The behavior shield and the ransomware shield need improvement.

https://www.youtube.com/watch?v=8NuJc_-qqcc

Obviously the one making the video doesn’t realize that the Avast protection is based on multiple shields.
Some of them interact and are a part of the other. Simply turning shields off at random, will get you some unwanted and unexpected results.

Nothing “interacts”. That’s why these are INDIVIDUAL shields which can be enabled or disabled INDIVIDUALLY.

The “interaction” thing is the usual excuse to justify failure…

I agree with you.

You have that right even if it’s not correct. :slight_smile:

Why “exactly” it’s not correct?
Which shields " interact and are a part of the other"???
If they are part of each other, how come you can disable them , one by one, ore even decide to uninstall them???

I understand that you are in love with Avast!, but this shouldn’t affect common sense.

That is the point. Why do you have switches to turn shields off it they depend on each other?
When is Avast going to stick to doing a good job of its Anti-virus, Keyloggers, Malware and Ransomware and leave out all the other gimmicks that do not work. Get the things that should work working and forget about programmes that are out of date that Avast can’t update most of the time anyway. Get the job you are supposed to be doing done and do a good job at it, be the best and drop all the gimmicks.

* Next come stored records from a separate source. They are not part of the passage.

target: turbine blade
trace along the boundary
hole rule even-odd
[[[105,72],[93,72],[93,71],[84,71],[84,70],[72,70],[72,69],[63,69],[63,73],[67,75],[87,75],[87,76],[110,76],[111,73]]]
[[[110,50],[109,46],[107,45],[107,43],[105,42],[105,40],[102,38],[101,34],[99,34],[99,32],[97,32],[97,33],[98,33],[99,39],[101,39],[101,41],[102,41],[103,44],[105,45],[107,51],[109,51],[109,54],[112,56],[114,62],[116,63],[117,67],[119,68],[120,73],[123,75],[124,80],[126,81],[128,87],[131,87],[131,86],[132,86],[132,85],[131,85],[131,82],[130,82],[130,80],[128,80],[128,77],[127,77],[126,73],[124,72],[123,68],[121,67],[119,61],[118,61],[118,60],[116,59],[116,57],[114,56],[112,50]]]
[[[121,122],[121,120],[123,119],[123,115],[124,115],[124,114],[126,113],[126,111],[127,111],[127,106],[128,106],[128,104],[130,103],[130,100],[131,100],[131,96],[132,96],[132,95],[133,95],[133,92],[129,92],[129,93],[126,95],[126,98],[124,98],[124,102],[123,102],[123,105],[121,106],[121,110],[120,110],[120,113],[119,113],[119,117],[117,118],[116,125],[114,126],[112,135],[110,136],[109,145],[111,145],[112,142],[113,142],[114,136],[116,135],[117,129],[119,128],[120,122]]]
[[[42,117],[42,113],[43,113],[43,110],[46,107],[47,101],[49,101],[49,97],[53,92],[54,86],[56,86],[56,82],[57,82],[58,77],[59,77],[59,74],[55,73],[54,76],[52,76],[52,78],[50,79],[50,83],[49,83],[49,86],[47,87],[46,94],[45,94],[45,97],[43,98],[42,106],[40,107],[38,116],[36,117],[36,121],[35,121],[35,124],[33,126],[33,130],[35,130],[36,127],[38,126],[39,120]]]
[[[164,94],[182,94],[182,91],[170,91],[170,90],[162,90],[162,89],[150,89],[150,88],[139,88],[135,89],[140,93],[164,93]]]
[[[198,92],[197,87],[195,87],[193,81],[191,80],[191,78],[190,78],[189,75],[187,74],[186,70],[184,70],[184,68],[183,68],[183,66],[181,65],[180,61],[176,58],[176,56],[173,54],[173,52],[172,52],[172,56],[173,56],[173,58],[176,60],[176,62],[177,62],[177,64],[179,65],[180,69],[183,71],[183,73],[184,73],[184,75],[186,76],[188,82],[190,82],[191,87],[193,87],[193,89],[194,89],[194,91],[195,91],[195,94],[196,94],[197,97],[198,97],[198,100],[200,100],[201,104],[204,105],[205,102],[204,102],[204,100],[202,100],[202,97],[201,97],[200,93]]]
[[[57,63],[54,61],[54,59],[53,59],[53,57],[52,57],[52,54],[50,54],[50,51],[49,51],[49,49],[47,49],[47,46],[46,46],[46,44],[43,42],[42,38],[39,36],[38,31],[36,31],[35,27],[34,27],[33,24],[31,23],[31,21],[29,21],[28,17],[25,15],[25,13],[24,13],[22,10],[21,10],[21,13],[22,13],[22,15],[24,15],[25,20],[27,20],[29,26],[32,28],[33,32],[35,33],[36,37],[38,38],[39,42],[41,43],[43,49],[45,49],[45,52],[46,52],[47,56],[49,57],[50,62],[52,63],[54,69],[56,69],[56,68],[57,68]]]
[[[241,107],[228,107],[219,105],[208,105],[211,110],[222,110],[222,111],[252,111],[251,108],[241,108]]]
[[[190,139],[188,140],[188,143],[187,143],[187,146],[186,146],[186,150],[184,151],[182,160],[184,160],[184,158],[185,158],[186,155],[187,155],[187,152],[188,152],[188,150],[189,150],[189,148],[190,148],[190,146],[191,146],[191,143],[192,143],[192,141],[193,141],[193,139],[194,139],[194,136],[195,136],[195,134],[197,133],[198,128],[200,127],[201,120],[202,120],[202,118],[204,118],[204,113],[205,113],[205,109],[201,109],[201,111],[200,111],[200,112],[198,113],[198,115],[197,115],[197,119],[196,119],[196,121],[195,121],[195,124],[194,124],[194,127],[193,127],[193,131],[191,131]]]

If you don’t like the added features simply use a custom install.
Which you should actually do any time you install any program.
Avast happens to do an excellent job. One of the reasons it’s my AV of choice since 2003.

From Topic: The behavior shield and the ransomware shield need improvement.
Yes it(BS) need improvement(basically on fast encryption of Ransomwares).No doubt about that and Avast needs to be more active on development of CyberCapture because the option on the settings:Allow me to decide is a flop. :frowning:
Hope avast team is read this post.

Hi bob.
You are partly correct.They call it behavior shield because it is not rely on any other shields(File/Web).

I strongly suggests you read Bob’s first reply here again.

Obviously the one making the video doesn't realize that the Avast protection is based on multiple shields.

And that guy really didn’t test the ransomware shield at all.
First mistake he made was not disabling the build in ransomware protection in Windows.
Second huge mistake is not explaining how the ransomware shield is supposed to work.

Sure I can run a test and say it failed or succeeded.
But no mater what I say, it doesn’t mean anything if the readers doesn’t know what exactly has been tested and how/why.

And what has “Got talent”(?) got to do with the testing ?
Is Simon Cowel ransomware ?

Hmm.You got points.But no matter what avast needs improvements for sure.

Avast BB needs to be more sensitive. My opinion.

Actually the behaviour shield is linked with the File Shield in some aspects. I can’t go into much detail but I’ll give an example. Most of the time zero day malware is already classified in the cloud (old malware is also classified in the cloud). Now here comes the important bit, malware is executed and IDP (behaviour shield) checks the cloud and gets a result that the file is classified as malicious but IDP does this check “asynchronously”. This means that the behaviour shield would not block the malware immediately since the File Shield which does the check “synchronously” would have already removed the threat before IDP got involved. File Shield does this query synchronously, e.g. it will block the malware process creation immediately while the query result gets back from the cloud. This is why sometimes some files get encrypted by ransomware before IDP reacts.

Another example would be CyberCapture being linked to the Web Shield.

I’ll need to see why the Ransomware Shield didn’t react, did the person making the video reboot after enabling the ransomware shield? The default mode for Ransomware Shield is “smart” mode so any trusted applications which are trusted via the cloud will be allowed to make changes such as Word etc. Any unknown programs will require user intervention.

To avast!'s defense, he didn’t actually have the folder he was testing in protected. Of course avast! failed to prevent encryption if it wasn’t even designated to protect that folder.

To the defense of the tester however, the way how avast! protects folders is nothing short of idiotic. It just randomly picks some folders with an excuse of “performance costs”. Protect the whole damn Music, Pictures, Documents and Videos folders. No buts or excuses. It’s absurd to expect regular Joe’s to protect the folders themselves because avast! has a bad mechanism for doing that automatically.

In all short, crippling an AV an run tests on it afterwards is nonsense.

Pretty much what I said in reply #1 but who’s counting. :slight_smile:

Well, see it as acknowledgement/reassurance. :wink:

Not necessarily!

A lot of antiviruses would advertise various “shields”: Web protection, Exploit protection, Malware protection, Ransomware protection, Behavior blocker, Heuristic, Machine learning , etc and all kind of other gimmicks , in order to inspire confidence.

In fact, 99% of detection is still signature based, and when somebody tries to test a specific shield , the answer is " is nonsense"

To illustrate better, see here :

https://support.emsisoft.com/topic/27503-new-anti-ransom-module/

Emsisoft changed the name of their “behavior blocker” (formerly known as Mamutu" to Anti_Ransomware module strictly for commercial reasons

In fact, that module has nothing to do with ransomware.